Since hearts and flowers day is tomorrow, I’m doing some level thinking about the chemistry of like versus the chemistry of love.
But first, if you haven’t already found that perfect Valentine for your loved one, you’re running out of time. Stop reading this blog and go over to book artist Ginger Burrell’s blog. She’s posted a wonderful flutter book, which can be made by downloading and printing the .pdf she’s provided. Bingo, instant Valentine, and you made it yourself, which is a big bonus.
When you’re ready to come back from art to amygdala, let’s look at the chemistry of liking someone. Amygdalae are almond-shaped tissue deep inside the temporal (over the ears) lobes of our brain. Being good little mammals, our brains are chemically-wired to find a mate, conceive offspring, raise them, and then find another mate.
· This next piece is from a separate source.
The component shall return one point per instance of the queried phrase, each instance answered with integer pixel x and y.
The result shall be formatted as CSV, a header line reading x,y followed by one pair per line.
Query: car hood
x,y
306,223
It’s better for the survival of a species to have different genetic mix for each litter.
The problem are
- raising human offspring takes decades
- society has built a lot of legal, religious, financial, and emotional barriers around taking a new mate every few months
- you just might like the guy/gal you’re with and thrill in the thought of a long-term relationship.
When human beings come together passionately, the amygdalae simultaneously produces two different sets of brain chemicals. One says “Wow!” One says, “Go away; leave me alone; I’m furious at you; and I never want to see you again.” It doesn’t seem fair, but the “Wow” chemicals last under an hour and the “Go away, etc.” chemicals last for about two weeks, particularly in women. A surprising number of people report feelings of intense anger, even rage, for up to two weeks after an intimate experience.
Fortunately those glorious little amygdalae are wired to produce a third set of chemicals in response to what are called generous behaviors. Nurturing creates comfort and safety, and the bonding chemicals can help sustain a relationship indefinitely, but you have to do the behaviors that produce them frequently. Every day is best, even if it is only for a single minute. The more generous behaviors you do, the more sensitive your brain becomes to their positive effects.
Several years ago there was an article in Psychology Today about what behaviors activated those generous chemicals. Here are some suitable-for-general-viewing behaviors from that list:
- Smile while making eye contact
- Provide a treat without being asked
- Give unsolicited approval, via smiles or compliments
- Gaze into each other’s eyes
- Listen intently, and restate what you hear
- Forgive or overlook an error or thoughtless remark, past or present
- Synchronize breathing
- Hug with intent to comfort
- Quietly share the same space
So even though tomorrow will be the usual riot of flowers, cards, prezzies, dinners, etc., how about on Saturday morning, and all mornings from here on out, we spend quiet time looking at and listening to one another, synchronizing our breathing, and providing small treats? I have a feeling the world can use all the generous chemicals we can get.